Para a petista, a “prática continuada de crimes contra a democracia e a soberania” mais do que justifica o pedido de condenação apresentado pela Procuradoria-Geral da República (PGR).
“A prática continuada de crimes contra nossa democracia e contra nossa soberania, mais do que justifica o pedido de condenação de Eduardo Bolsonaro, apresentado pela PGR. A punição tem de ser pedagógica para extirparmos o golpismo!”, escreveu Gleisi no X.
PGR pede condenação de Eduardo
A PGR pediu na segunda-feira, 11, ao Supremo Tribunal Federal (STF) a condenação do deputado cassado Eduardo Bolsonaro por coação no curso do processo, no âmbito das investigações sobre a tentativa de golpe de Estado em 2022.
Eduardo é acusado de atuar para constranger ministros da Corte e interferir no andamento do julgamento relacionado ao caso.

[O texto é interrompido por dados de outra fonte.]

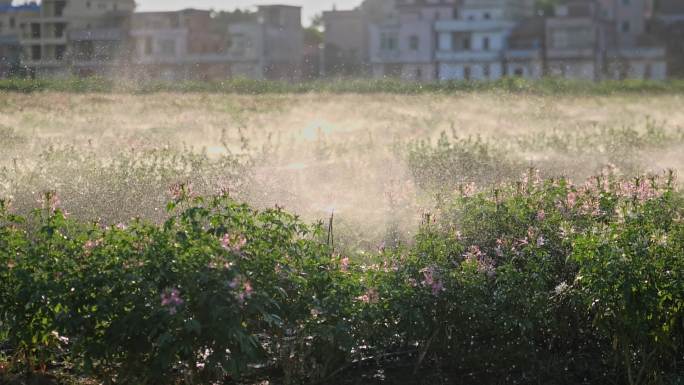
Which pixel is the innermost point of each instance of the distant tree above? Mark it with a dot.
(545, 7)
(317, 22)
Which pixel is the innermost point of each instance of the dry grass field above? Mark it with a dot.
(113, 156)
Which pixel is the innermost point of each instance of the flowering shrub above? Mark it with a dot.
(538, 281)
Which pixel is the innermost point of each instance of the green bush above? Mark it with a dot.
(539, 281)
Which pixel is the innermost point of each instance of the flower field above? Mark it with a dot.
(417, 245)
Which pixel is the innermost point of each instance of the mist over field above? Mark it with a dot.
(315, 154)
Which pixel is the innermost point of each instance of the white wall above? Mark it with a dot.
(456, 71)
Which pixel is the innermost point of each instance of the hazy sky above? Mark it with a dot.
(310, 7)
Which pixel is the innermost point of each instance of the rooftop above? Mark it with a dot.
(19, 8)
(671, 7)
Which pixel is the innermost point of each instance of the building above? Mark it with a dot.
(525, 54)
(75, 36)
(604, 39)
(575, 41)
(668, 27)
(473, 42)
(194, 44)
(177, 46)
(345, 43)
(282, 41)
(11, 18)
(403, 44)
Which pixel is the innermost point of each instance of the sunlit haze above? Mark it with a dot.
(310, 7)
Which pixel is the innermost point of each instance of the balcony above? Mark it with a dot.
(523, 54)
(638, 53)
(571, 53)
(100, 34)
(382, 56)
(473, 25)
(468, 56)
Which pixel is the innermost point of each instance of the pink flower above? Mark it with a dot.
(344, 264)
(541, 215)
(171, 299)
(245, 293)
(371, 296)
(233, 242)
(90, 245)
(234, 283)
(437, 287)
(180, 191)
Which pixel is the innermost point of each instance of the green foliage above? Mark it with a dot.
(362, 86)
(539, 281)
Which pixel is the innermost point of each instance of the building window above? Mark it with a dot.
(35, 52)
(35, 30)
(388, 42)
(59, 8)
(414, 43)
(59, 30)
(60, 50)
(167, 47)
(147, 45)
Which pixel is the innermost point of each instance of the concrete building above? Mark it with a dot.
(282, 41)
(403, 45)
(176, 45)
(345, 43)
(604, 39)
(11, 19)
(472, 42)
(668, 27)
(575, 40)
(192, 44)
(525, 55)
(70, 36)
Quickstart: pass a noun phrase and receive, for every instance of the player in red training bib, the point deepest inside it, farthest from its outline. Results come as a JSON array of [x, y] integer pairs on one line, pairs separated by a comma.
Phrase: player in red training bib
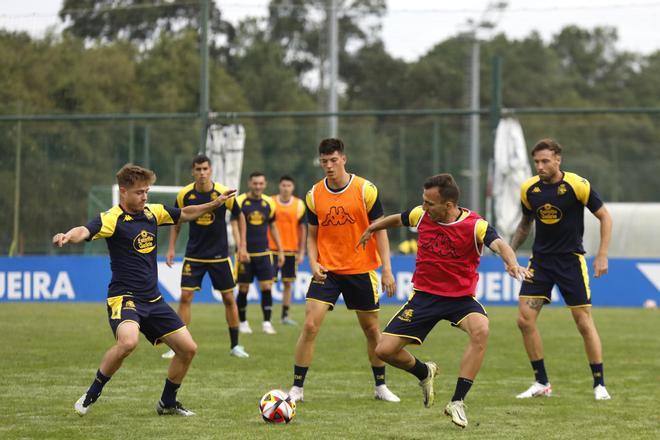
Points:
[[449, 245]]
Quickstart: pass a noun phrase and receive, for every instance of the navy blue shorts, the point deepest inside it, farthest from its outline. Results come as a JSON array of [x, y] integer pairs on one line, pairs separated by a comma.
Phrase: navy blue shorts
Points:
[[288, 270], [260, 266], [568, 271], [155, 318], [360, 291], [421, 313], [220, 271]]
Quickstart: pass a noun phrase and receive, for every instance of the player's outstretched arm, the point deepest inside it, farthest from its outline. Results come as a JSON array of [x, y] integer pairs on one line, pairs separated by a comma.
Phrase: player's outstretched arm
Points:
[[74, 235], [383, 223], [507, 255], [174, 234], [600, 262], [192, 212], [522, 231]]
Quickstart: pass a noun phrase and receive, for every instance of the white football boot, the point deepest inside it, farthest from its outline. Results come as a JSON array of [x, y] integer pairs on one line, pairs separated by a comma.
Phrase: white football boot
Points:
[[381, 392], [456, 410], [268, 328], [244, 327], [176, 410], [600, 393], [296, 394], [79, 406], [537, 389], [239, 351]]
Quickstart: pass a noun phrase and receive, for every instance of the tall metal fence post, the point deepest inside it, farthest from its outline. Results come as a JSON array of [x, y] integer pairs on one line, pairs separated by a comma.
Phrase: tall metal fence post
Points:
[[13, 248], [204, 74]]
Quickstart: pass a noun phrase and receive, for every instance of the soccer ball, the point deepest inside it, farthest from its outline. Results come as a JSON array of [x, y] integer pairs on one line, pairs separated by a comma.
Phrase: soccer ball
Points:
[[277, 407]]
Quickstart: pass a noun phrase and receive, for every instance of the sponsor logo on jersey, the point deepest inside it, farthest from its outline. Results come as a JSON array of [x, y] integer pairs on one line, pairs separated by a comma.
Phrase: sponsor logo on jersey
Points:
[[549, 214], [337, 216], [145, 242], [206, 219]]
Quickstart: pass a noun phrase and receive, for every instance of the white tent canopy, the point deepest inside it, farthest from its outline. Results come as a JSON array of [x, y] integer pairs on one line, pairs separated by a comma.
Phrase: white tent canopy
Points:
[[511, 169]]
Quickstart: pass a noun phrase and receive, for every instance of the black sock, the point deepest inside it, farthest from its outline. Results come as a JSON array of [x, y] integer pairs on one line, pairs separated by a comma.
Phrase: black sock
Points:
[[233, 337], [241, 303], [299, 374], [419, 370], [539, 371], [168, 398], [379, 374], [462, 387], [597, 372], [266, 303], [95, 389]]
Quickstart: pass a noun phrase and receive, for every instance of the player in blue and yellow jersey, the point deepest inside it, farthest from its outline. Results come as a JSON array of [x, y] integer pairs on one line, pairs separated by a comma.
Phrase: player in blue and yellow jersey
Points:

Segundo o PGR Paulo Gonet, o filho do ex-presidente Jair Bolsonaro teria participado de articulações no exterior envolvendo possíveis sanções contra autoridades brasileiras, incluindo suspensão de vistos e aplicação da Lei Magnitsky, com o objetivo de pressionar integrantes do Judiciário.
“O réu deixou claro que suas palavras carregavam o peso de uma execução iminente, visando desestabilizar o julgamento então em curso contra seu pai. O poder de influência ostentado e exercido por ele serviu como instrumento de pressão institucional, ultrapassando qualquer limite razoável de crítica política”, escreveu Gonet.
“São fartos os registros audiovisuais, preservados nos autos, em que o réu verbaliza intimidações, minudencia seu itinerário e revela suas articulações em solo estrangeiro, com o claro escopo de constranger a cúpula do Judiciário brasileiro e perturbar o curso da AP 2.668. A imprensa documentou as movimentações do acusado, que chegou a se vangloriar de sua rede de conexões internacionais”, acrescentou.
A acusação também rejeita a tese de que as ações estariam protegidas pela liberdade de expressão ou pela imunidade parlamentar.